Re: Performance Issues with count()

From: "S Grannis" <sjg(at)email(dot)com>
To: pgsql-general(at)postgresql(dot)org
Subject: Re: Performance Issues with count()
Date: 2002-04-25 18:54:40
Message-ID: 20020425185441.10228.qmail@email.com
Views: Raw Message | Whole Thread | Download mbox | Resend email
Thread:
Lists: pgsql-admin pgsql-general

Thanks for all of the useful comments.

Per recommendation, I set enable_seqscan=0 and re-ran the query. The time to count() yb went from 2 hours 26 minutes to 2 hours 17 minutes.

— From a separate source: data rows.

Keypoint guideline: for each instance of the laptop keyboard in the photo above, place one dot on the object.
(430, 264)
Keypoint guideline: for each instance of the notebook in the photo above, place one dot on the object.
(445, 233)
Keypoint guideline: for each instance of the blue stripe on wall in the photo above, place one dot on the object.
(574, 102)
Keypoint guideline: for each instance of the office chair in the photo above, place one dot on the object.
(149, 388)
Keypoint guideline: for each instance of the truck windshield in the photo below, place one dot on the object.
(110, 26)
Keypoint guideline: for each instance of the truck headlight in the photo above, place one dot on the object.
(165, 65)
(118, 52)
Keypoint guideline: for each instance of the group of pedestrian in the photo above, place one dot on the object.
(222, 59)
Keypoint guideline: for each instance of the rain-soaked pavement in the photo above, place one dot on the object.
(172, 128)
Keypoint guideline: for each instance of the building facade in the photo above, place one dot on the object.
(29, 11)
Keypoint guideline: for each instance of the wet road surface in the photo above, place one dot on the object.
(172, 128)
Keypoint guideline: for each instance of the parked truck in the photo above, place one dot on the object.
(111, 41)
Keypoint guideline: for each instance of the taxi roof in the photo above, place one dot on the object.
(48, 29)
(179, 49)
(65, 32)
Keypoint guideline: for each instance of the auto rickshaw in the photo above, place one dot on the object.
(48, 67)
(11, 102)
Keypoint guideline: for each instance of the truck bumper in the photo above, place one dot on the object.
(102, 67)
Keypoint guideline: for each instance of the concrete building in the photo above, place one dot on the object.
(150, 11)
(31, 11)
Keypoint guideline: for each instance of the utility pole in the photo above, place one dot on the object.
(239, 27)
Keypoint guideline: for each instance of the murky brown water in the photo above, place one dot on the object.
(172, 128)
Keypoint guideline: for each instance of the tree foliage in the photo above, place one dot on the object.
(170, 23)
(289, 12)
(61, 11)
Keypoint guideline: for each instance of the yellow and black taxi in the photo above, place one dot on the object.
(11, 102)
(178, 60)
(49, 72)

That variation of 9 minutes is likely related to the load on the machine at the time.

Others have suggested the "fix" is in the future.

Stephan Szabo wrote:
"I didn't see anything about your settings in postgresql.conf,
but increasing the sort_mem parameter may help that really
expensive sort step. I think the desired fix for this would
probably be the TODO entry on hash based aggregates but that's
still in the future..."

The "non-default" postgresql.conf settings are as follows:

shared_buffers = 240000 # uses ~2GB of shared mem
sort_mem = 512
wal_files = 64
enable_seqscan = 0 # per a recommendation
enable_indexscan = true
enable_tidscan = true
enable_sort = true
enable_nestloop = true
enable_mergejoin = true
enable_hashjoin = true

I think our work-around for now will be to SELECT the column we wish to analyze into a flat file and then run a Perl script to do the actual counting.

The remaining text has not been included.